The Early Modern Text Lab

Supervisor

Suitable for

MSc in Advanced Computer Science
Computer Science, Part C
Computer Science, Part B

Abstract

The Early Modern Text Lab is a proposed new digital humanities platform that uses AI to turn large quantities of historical texts into richly structured, queryable data. At its core is a tagging engine that does two things simultaneously: (1) it recognizes and applies an existing controlled vocabulary of people, places, commodities, events, legal roles, and conceptual categories, and (2) it identifies new words, phrases, and concepts that ought to be tagged but are not yet part of the vocabulary.
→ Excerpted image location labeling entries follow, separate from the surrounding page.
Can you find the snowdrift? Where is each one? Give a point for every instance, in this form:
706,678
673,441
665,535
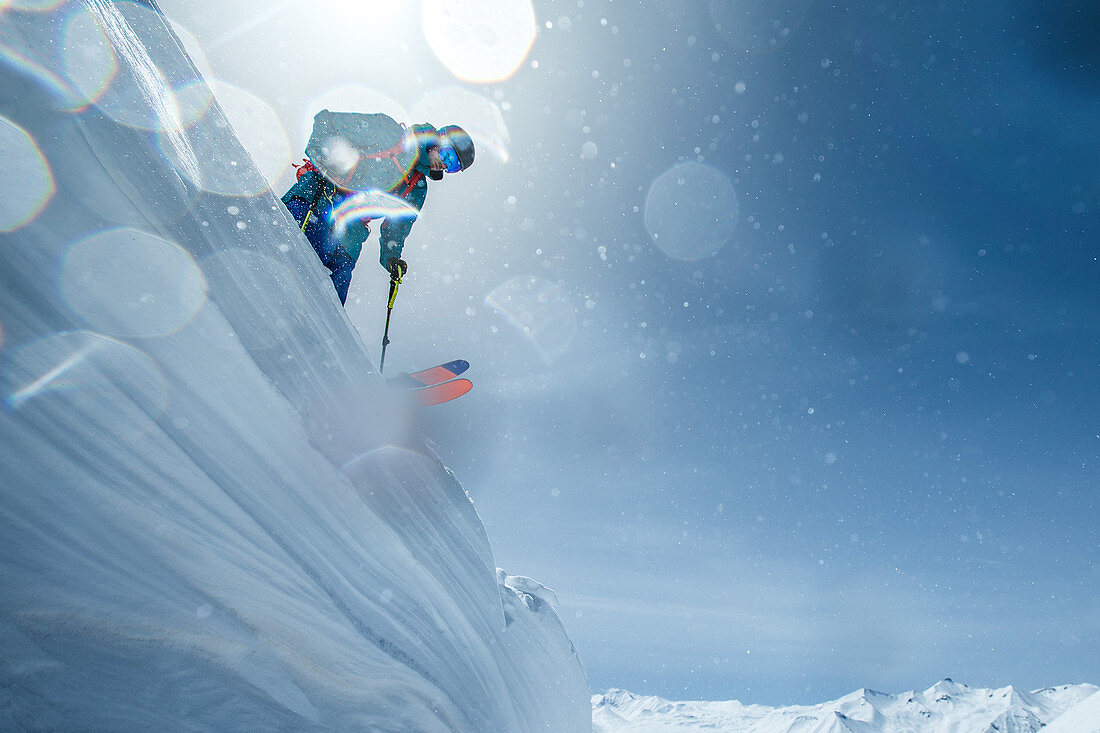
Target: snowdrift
212,512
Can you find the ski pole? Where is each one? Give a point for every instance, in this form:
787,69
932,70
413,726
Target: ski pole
394,282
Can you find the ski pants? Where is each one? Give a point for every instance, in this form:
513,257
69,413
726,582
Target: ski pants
331,251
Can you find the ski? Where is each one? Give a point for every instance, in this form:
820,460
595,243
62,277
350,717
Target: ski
442,392
430,376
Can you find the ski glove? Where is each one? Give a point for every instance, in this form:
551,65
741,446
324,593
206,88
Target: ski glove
396,267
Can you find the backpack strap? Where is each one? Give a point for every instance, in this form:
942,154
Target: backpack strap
410,183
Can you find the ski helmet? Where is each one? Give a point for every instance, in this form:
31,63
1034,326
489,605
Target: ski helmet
462,143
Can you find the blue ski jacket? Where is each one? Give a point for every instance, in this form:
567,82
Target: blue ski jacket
312,198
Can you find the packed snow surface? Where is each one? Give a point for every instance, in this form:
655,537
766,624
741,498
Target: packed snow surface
213,514
947,707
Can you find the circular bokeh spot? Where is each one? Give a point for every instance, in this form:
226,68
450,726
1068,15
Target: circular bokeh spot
86,381
88,58
480,40
757,26
125,282
691,210
475,113
540,310
28,184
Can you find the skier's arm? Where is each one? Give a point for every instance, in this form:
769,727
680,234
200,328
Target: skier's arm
395,229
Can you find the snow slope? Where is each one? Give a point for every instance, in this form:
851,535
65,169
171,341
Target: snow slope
947,707
212,513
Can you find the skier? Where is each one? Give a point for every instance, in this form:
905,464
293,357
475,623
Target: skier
350,160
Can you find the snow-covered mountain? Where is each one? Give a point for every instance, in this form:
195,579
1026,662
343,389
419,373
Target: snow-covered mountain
212,513
946,707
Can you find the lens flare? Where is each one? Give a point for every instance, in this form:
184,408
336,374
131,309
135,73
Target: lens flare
477,115
540,310
125,282
480,40
28,184
758,26
88,380
367,205
150,68
691,210
87,57
30,4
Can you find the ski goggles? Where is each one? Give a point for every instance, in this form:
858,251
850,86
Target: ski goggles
450,159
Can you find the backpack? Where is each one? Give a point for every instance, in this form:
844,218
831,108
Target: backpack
362,152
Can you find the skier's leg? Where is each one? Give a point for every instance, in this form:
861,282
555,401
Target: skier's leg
316,230
341,266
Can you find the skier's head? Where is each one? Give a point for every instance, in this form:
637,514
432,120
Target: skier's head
455,148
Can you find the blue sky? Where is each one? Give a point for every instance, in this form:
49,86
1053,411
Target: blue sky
853,444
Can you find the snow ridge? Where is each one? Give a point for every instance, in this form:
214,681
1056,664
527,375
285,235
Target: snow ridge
946,707
215,515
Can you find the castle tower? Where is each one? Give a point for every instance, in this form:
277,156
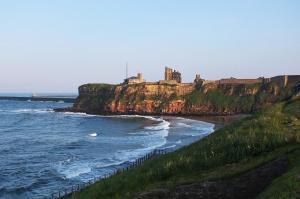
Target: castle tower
140,76
168,74
286,79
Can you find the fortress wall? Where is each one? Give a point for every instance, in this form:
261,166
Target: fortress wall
240,81
184,89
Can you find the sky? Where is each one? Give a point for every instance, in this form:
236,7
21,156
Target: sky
57,45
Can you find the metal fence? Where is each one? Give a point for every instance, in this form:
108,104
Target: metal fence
137,162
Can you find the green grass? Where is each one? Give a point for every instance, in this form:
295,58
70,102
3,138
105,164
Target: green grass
228,152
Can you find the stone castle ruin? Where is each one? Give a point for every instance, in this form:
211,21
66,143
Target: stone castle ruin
173,77
135,79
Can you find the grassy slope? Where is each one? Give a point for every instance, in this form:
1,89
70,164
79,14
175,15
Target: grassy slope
228,152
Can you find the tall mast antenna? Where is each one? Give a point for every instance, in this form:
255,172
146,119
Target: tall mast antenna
126,70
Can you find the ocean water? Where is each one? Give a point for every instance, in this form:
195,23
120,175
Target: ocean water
42,151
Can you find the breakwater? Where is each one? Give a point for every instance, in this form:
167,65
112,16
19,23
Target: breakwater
42,98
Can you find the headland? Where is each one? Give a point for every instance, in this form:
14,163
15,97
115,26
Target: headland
172,97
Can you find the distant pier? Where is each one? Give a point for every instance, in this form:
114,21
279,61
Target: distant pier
67,99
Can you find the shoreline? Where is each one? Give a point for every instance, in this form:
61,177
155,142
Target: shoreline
219,120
Every upload triggers this dual process—AI applies known tags with contextual sensitivity (handling variant spellings, sense distinctions, and case-specific roles), while also proposing new entries that the scholar can approve or reject. Over time, the system becomes increasingly intelligent: its vocabulary expands, its tagging accuracy improves, and its sense-disambiguation and entity-matching become more precise.

Built on top of this growing layer of structured annotations is an environment for serious historical analysis. Once documents are tagged, the Lab allows scholars to query their corpus in sophisticated ways: finding all events of a particular type, mapping relationships among people and places, tracing changes over time, or identifying patterns that would be invisible in raw text and impossible for a human to identify without AI assistance. A student taking on this project would design and implement the core platform—AI tagging and suggestion pipelines, human-in-the-loop review workflows, metadata handling, and a knowledge-graph backend—creating a tool that lets historians do at scale what is extremely difficult to do now: ask complex, data-driven research questions directly of thousands of early modern documents.